Some people do feel a genuine transformation. One young kid from New York, the youngest on the retreat, had never done anything harder than alcohol in his life before he came here. He told me that the reason he came along was because he felt disconnected from the world. I answered that I'd never met anyone in their 20s who didn't feel disconnected. He's got this look on his face like he'd just fallen in love. "I don't know how I'm going to tell my family about this," he says. "They're never going to believe me."
And to be honest, I don't know how I'm going to tell people about it either. My overriding impression is that there's something not quite right about it, that Fabian is taking advantage of the long-term fucked-up—by calling the drugs Mother, Father, and Grandfather he's built a troika of authority figures for those who would rather not take responsibility for their own lives. And that is the perspective I have when I begin to write this article. But then a couple of weeks later I start receiving emails from the other participants.
There was this one:
All that was blocking me from being truly happy and from allowing me to move onto becoming the woman I am meant to be has released me and I am grateful in my very heart of hearts.
I was on 60mg of Prozac and anywhere up to 80mg of Ritalin as all my life I was 'adhd' and had depressive tendencies which really was just me acting out to a very difficult relationship with my mother who is bipolar and an alcoholic. Since the retreat I've given up all medication and have never felt better.
And then this:
I feel reborn
The first time I ever took acid we were in a bedroom. We were teenage friends, it was probably cold, I can't even remember the music but I do remember thinking that nothing would be the same after that. I remember feeling transformed but also remember feeling we could get caught or that the acid might never wear off, or that one of us would truly lose his mind and flip out. What the psychedelic bootcamp offered was an amplified, holistic version of that in a safe environment, conducive to introspection, and as advertised, transformation.
The one recurring comment people made was how they'd been released from anxiety, and this meant a release from fear and, well, a new sense that they had autonomy over their own lives. The "complete all-American de-anxietized man," as William Burroughs called it.

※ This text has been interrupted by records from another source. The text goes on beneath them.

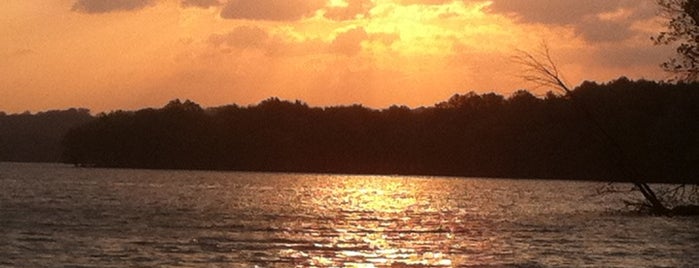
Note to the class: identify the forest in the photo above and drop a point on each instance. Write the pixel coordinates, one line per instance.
(28, 137)
(654, 124)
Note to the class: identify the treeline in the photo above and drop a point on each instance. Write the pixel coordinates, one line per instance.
(37, 137)
(655, 126)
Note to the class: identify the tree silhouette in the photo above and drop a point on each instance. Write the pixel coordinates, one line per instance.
(682, 28)
(541, 69)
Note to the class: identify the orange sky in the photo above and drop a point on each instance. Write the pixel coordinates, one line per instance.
(128, 54)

Of the 25 people who took part, almost everyone felt something shift inside them. Whether that was from overcoming hunger, or taking a time out from their regular routines, being part of a group, or the actual healing effect of taking psychedelics for nine days straight. And even though I cheated, ate burgers, and skipped out on a couple of doses of medicine, I could see how it reduced a lot of unnecessary anxiety from my own life. Although I was raised Catholic so, you know, I feel a comfortable attachment to persistent, needless guilt and suffering.
And then there was Jana, who weeks later still complained that she couldn't sleep, that she was depressed, that she had discovered some magical palindrome which had outlined her new mission and that she had found another shaman who incorporated hashish into his ceremonies. She said she would go try that instead.